Gerbangnya dijaga seorang bapak-bapak yang kira-kira berusia 50 tahun. Langit
kembali gerimis. Beliau mempersilahkan aku masuk gardunya. Pak Ade, begitu ia
disapa. Pria ini kelahiran Garut, ayah dari 2 putra dan 1 putri. Puteranya yang
sulung belum lama diwisuda dari Universitas Tirtayasa, Cilegon. Beliau duduk di
kursi, aku duduk ditikar jadi persis raja ngobrol sama babunya. Beliau harus tetap
menjalankan tugas mengawasi yang lewat, kalau sama-sama duduk ditikar bisa
tidak kelihatan. Pak Ade berkali-kali meminta maaf karena tidak bisa
menyuguhkan apa-apa. Aku juga, dalam hati, berkali-kali meminta maaf tidak mau
menyuguhkan apa-apa karena bisa disangka sogokan. Suasana sudah mulai gelap
saat gerimis mulai reda. Mengingat sudah hampir malam, beliau menawarkan untuk
menginap di rumahnya yang tidak jauh dari sini. Sejujurnya aku juga ingin
menerima tawaran beliau yang baik hati ini, namun aku belum ingin tidur. Aku
masih ingin melihat-lihat sekitar.

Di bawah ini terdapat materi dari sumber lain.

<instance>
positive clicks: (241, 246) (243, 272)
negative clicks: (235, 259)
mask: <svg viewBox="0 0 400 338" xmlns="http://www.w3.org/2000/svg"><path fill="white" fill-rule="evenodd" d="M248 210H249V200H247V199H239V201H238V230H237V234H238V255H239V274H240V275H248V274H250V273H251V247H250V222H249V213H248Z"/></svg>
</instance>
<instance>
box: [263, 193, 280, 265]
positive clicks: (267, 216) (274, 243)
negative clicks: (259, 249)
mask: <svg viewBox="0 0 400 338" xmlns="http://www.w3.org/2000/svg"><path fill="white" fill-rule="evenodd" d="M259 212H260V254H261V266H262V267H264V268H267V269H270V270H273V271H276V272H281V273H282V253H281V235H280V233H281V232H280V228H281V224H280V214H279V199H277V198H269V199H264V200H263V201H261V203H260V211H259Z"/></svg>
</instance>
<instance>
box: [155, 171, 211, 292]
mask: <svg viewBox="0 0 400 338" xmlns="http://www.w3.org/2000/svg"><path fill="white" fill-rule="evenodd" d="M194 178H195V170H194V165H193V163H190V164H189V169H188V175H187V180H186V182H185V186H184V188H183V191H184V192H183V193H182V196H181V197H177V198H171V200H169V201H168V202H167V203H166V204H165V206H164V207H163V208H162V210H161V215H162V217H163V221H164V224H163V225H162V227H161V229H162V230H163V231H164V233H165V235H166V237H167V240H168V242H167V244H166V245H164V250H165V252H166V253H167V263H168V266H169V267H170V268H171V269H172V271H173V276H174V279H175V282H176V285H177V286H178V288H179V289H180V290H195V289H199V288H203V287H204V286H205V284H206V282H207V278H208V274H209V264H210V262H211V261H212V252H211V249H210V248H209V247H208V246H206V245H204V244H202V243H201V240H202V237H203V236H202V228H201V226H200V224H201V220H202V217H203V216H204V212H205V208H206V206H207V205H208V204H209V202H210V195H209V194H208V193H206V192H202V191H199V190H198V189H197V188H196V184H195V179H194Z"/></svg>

Kami bertukar nomer hp kemudian beliau
member izin masuk gratis sampai gerbang ditutup pukul 8 malam.
Saat gerbang akan dikunci,
suasana sudah sangat gelap sampai-sampai aku mengeluarkan senter kecil untuk
menerangi jalan. Aku turun mencari-cari mushola untuk merebus air. Saat minuman
hangat sudah siap saji, tiba-tiba terdengar bunyi adzan Isya dan anak-anak
serta orang-orang tua berbondong-bondong datang untuk menunaikan sholat. Aku
jadi serba salah saat anak-anak kecil ini berkerumun melihatku menyendoki
sereal yang masih panas. Selesai sholat, imam mushola menghampiriku. Beliau
menawariku untuk menginap gratis di kediamannya. Aku menolak. Beliau
meyakinkanku bahwa di sini dingin. Aku bawa selimut. Beliau meyakinkanku bahwa
di sini kurang aman. Aku mulai takut.
Beliau bernama Bapak Sjahroedin
atau Syafrudin, kurang begitu jelas saat mendengarnya karena sambil menaiki
motor tua yang mesinnya menjerit-jerit tak karuan. Kami memasuki areal parkir
yang luas. Di pinggir berderet warung-warung makan. Kami menuju sebuah warung
yang di depannya tampak dua bus besar sedang diparkir. Istrinya menyambutku
dengan ramah dan menyuguhi wedang teh panas. Aku diberi sebuah kamar berlantai
kayu yang dilapisi karpet. Sebuah kasur dengan bantal dan selimut yang terlipat
rapi. Tampak 4 orang yang sepertinya sopir dan kenek bus tadi sedang
pijit-pijitan di ruang tengah. Aku tersenyum dan menyapa mereka. Mereka
membalas dengan terseyum dan menyapa ku. Hari ini sungguh pengalaman yang baru. Belum
apa-apa aku sudah ditolong dua Bapak yang baru kukenal.